Files in your iPad. Just don’t expect music. You go to iTunes for that! Bring money!
It still costs money over the 5GB limit, but at least more file types can be stored and synced. This includes documents, presentations, spreadsheets, PDFs and images.
What’s really cool about the forthcoming iCloud-enabled iOS Photos app is that every picture and every edit is saved across all of your Apple devices automatically. Better yet, there are new tools and filters in iOS 8.
Apple didn’t announce an iWatch-tied Healthbook app at WWDC, but it did unveil a more plainly named Health app and the developer-focused HealthKit API.
It’s intended to bring together all of the fragmented health and fitness gadgets into one secure location, whether the fitness device deals with your heart rate, calories burned, blood sugar and cholesterol.
Track calories burned, sleep, nutrition and more with the Health app
There’s also an emergency card accessible from the lock screen, just in case.
Nike and the MayoClinic are on board with HealthKit in order to deposit health stats into the centralized Health app, and Withings’ Blood Pressure Monitor was a part of Apple’s WWDC presentation.
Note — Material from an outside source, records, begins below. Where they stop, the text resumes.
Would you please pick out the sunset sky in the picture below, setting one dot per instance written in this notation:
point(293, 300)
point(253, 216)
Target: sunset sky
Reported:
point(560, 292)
The more that existing products like the Fitbit Force and Jawbone Up24join this initiative, the more iOS 8 users will find this to be the health equivalent to Apple’s coupon and ticket stub-collecting Passbook.
Apple also plans to tie together smart home electronics with its HomeKit framework for connected devices so that you control everything without getting up off the couch.
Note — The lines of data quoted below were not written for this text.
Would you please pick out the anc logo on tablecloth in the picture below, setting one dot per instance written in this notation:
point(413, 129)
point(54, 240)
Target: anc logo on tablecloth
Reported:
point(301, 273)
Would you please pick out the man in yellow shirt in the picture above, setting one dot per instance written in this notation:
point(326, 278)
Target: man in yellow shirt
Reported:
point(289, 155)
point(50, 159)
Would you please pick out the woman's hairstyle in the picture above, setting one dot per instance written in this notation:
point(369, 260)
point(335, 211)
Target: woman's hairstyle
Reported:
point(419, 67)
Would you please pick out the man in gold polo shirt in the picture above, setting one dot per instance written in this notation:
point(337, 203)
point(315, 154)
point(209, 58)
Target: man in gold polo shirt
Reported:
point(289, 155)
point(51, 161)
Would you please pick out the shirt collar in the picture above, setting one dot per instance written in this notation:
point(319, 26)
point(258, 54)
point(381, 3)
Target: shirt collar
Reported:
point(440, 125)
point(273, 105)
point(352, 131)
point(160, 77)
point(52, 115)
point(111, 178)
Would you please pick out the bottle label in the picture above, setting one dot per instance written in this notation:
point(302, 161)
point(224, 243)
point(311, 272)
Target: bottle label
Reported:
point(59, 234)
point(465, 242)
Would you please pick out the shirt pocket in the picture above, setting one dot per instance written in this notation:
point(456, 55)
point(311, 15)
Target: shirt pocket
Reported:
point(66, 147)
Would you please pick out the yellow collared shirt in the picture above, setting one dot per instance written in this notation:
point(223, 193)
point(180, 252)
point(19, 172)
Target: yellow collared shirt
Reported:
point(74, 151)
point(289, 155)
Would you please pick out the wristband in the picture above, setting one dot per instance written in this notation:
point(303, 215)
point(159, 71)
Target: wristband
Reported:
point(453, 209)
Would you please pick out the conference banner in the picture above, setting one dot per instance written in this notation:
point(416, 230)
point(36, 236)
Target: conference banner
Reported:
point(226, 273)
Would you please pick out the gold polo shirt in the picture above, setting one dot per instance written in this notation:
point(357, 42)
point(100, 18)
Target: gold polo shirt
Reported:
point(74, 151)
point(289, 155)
Everything but Nest was mentioned, of course
Locking doors, turning off lights, adjusting the thermostat and shutting the garage won’t even require tapping your iPhone 5S touchscreen, it turns out.
Instead, these actions can be triggered with Siri voice commands as simple as saying “Siri, I’m going to bed” in order for the computerized assistant to put you into something of a human “safe mode.”
Siri and Spotlight updates
Siri does more than look after the house and save you on your electricity bill. Apple’s voice assistant is going to start responding to “Hey Siri” as soon as you update to iOS 8.
This safer, hands-free way of activating Siri is joined by the service’s ability to identify songs using Shazam’s recognition software, purchase iTunes content and recognize up to 22 languages.
Search, whether it’s by voice or spotlight, is faster than ever
Siri is also going to become a better listener with iOS 8 thanks to streaming voice recognition. Now the wavy lines and words that appear on screen will match what you’re saying in near-real-time.
When voice search isn’t feasible in a loud environment, you can turn to the more reliable iOS 8 Spotlight . Like its OS X Yosemite counterpart, it searches Wikipedia, the news, nearby places, the App Store and more.
Finding things, whether it’s via Siri or Spotlight, shouldn’t be a problem in iOS 8, as Apple is finally taking on Google’s handy voice search.
Features being saved for iOS 9?
There’s a lot going on with iOS 8, but chief among the changes Apple failed to implement is true split-screen multitasking, which Samsung and LG have offered on their Android tablets and larger phones.
Public transit directions via Apple Maps is missing in action as well, and Google Maps is benefiting the most from this. Hopefully its implementation was delayed to iOS 8.1 instead of next year’s iOS 9.
Apps for photo previews and a TextEdit application, also previously rumored for WWDC 2014, didn’t make an appearance either, and the status of Game Center is still unknown. Apple hasn’t killed it off just yet.
As the iOS 8 beta begins to update with new features every month, there are bound to be more surprises leading up to the official release date, which is expected to happen in September.
Coupled with iPhone 6 and an iWatch, it should be enough to keep Apple users from defecting to Android, unless of course Google IO 2014 is a showstopper on June 25.